Case ID: f-appx_431/html/0528-01.html
Source: Caselaw Access Project
Author: {"author": "", "license": "Public Domain", "url": "https://static.case.law/"}
Date Created: 2024-08-24T03:29:51.129683

Gregory Tyree BROWN, Plaintiff-Appellant, v. Dean MASON, Grievance Program Specialist, Doc; et al., Defendants-Appellees.
    No. 09-36038.
    United States Court of Appeals, Ninth Circuit.
    Submitted April 20, 2011.
    
    Filed May 03, 2011.
    Gregory Tyree Brown, Monroe, WA, pro se.
    Sara Di Vittorio, Assistant Attorney General, AGWA-Office of the Washington Attorney General, Olympia, WA, for Defendants-Appellees.
    Before: RYMER, THOMAS, and PAEZ, Circuit Judges.
    
      
       The panel unanimously concludes this case is suitable for decision without oral argument. See Fed. R.App. P. 34(a)(2).
    
   MEMORANDUM

Gregory Tyree Brown, a Washington state prisoner, appeals pro se from the district court’s judgment requiring each party to bear its own costs in his 42 U.S.C. § 1983 action alleging that his personal property was confiscated in violation of the First Amendment. We have jurisdiction under 28 U.S.C. § 1291. We review de novo the legal question of whether a party was the prevailing party, Kimbrough v. California, 609 F.3d 1027, 1031 (9th Cir.2010), and for an abuse of discretion the district court’s decision regarding costs, Dawson v. City of Seattle, 435 F.3d 1054, 1070 (9th Cir.2006). We affirm.

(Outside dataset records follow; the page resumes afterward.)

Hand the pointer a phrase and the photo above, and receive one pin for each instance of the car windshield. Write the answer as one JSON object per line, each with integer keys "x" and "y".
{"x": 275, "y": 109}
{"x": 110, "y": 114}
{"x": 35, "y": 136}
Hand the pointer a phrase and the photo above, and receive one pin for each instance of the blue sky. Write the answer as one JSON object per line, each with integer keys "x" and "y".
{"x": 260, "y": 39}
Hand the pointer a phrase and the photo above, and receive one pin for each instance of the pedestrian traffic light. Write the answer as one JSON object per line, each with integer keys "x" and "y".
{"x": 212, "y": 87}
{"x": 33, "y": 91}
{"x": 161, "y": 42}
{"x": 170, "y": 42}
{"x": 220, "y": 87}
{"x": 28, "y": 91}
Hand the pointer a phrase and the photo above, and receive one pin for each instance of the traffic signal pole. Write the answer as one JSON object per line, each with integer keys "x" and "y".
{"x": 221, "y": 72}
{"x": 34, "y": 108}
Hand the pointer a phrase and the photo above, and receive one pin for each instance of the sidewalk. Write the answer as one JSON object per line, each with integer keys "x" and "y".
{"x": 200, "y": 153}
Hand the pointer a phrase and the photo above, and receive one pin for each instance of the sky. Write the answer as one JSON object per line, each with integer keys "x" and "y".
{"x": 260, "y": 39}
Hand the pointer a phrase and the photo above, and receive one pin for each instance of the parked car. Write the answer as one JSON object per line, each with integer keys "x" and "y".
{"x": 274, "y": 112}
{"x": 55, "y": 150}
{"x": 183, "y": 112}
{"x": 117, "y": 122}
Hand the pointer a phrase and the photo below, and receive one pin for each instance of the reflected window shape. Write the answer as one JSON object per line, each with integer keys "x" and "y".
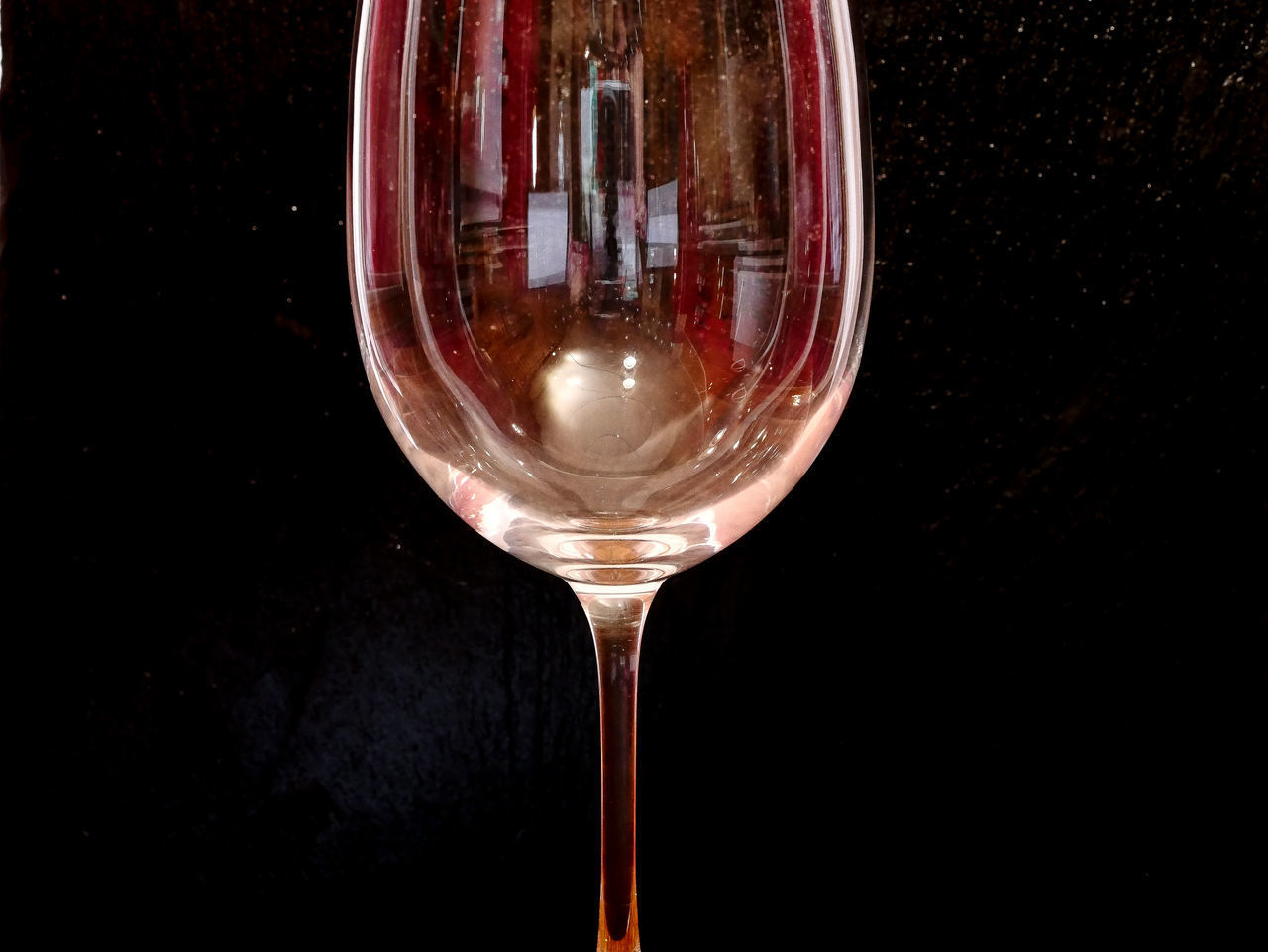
{"x": 759, "y": 284}
{"x": 662, "y": 226}
{"x": 548, "y": 239}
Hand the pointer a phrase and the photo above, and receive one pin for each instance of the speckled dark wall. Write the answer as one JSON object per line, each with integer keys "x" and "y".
{"x": 997, "y": 663}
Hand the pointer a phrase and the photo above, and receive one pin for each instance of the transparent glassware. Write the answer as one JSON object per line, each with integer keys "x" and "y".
{"x": 610, "y": 267}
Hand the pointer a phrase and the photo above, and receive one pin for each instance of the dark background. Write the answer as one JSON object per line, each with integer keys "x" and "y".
{"x": 996, "y": 667}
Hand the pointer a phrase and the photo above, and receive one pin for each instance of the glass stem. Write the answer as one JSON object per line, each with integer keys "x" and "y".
{"x": 616, "y": 617}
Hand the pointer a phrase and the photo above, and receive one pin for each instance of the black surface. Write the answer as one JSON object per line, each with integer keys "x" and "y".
{"x": 995, "y": 670}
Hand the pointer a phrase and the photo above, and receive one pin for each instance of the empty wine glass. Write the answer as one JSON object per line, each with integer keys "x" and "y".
{"x": 610, "y": 264}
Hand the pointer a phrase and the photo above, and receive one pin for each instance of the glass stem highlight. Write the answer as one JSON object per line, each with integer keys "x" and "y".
{"x": 616, "y": 620}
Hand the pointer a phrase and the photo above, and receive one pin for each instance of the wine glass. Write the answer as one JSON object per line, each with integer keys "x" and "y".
{"x": 610, "y": 265}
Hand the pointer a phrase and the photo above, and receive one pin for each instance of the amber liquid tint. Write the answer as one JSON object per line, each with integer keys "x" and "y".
{"x": 625, "y": 259}
{"x": 610, "y": 265}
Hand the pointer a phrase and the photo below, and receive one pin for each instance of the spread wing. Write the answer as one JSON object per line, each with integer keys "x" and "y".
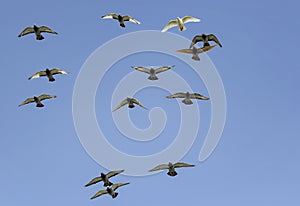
{"x": 138, "y": 103}
{"x": 186, "y": 51}
{"x": 177, "y": 95}
{"x": 110, "y": 16}
{"x": 206, "y": 48}
{"x": 160, "y": 167}
{"x": 196, "y": 39}
{"x": 187, "y": 19}
{"x": 28, "y": 30}
{"x": 124, "y": 102}
{"x": 181, "y": 164}
{"x": 28, "y": 100}
{"x": 47, "y": 29}
{"x": 198, "y": 96}
{"x": 37, "y": 75}
{"x": 101, "y": 192}
{"x": 114, "y": 173}
{"x": 212, "y": 37}
{"x": 141, "y": 69}
{"x": 46, "y": 96}
{"x": 94, "y": 181}
{"x": 169, "y": 25}
{"x": 116, "y": 186}
{"x": 129, "y": 18}
{"x": 162, "y": 69}
{"x": 58, "y": 71}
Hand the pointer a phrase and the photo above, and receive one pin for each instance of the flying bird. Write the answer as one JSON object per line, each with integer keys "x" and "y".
{"x": 180, "y": 23}
{"x": 195, "y": 51}
{"x": 205, "y": 38}
{"x": 48, "y": 73}
{"x": 120, "y": 18}
{"x": 171, "y": 167}
{"x": 152, "y": 71}
{"x": 104, "y": 177}
{"x": 130, "y": 102}
{"x": 187, "y": 97}
{"x": 37, "y": 31}
{"x": 37, "y": 100}
{"x": 110, "y": 190}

The district court entered judgment for defendants on Brown’s claims for compensatory and punitive damages and dismissed Brown’s claim for declaratory and injunctive relief as moot. As a result, Brown was not a prevailing party, see Buckhannon Bd. and Care Home, Inc. v. W. Va. Dep’t of Health & Human Res., 532 U.S. 598, 605, 121 S.Ct. 1835, 149 L.Ed.2d 855 (2001) (party who does not obtain judicial relief is not a prevailing party, even if party achieves its desired result because the commencement of the lawsuit causes the defendants to voluntarily alter conduct), and the district court was not required to explain its order that each party bear its own costs, see Ass’n of Mexican-Am. Educators v. California, 231 F.3d 572, 591-92 (9th Cir.2000) (a district court must only specify its reasons for denying costs to a prevailing party under Fed.R.Civ.P. 54(d)(1)).

AFFIRMED. 
      
       This disposition is not appropriate for publication and is not precedent except as provided by 9th Cir. R. 36-3.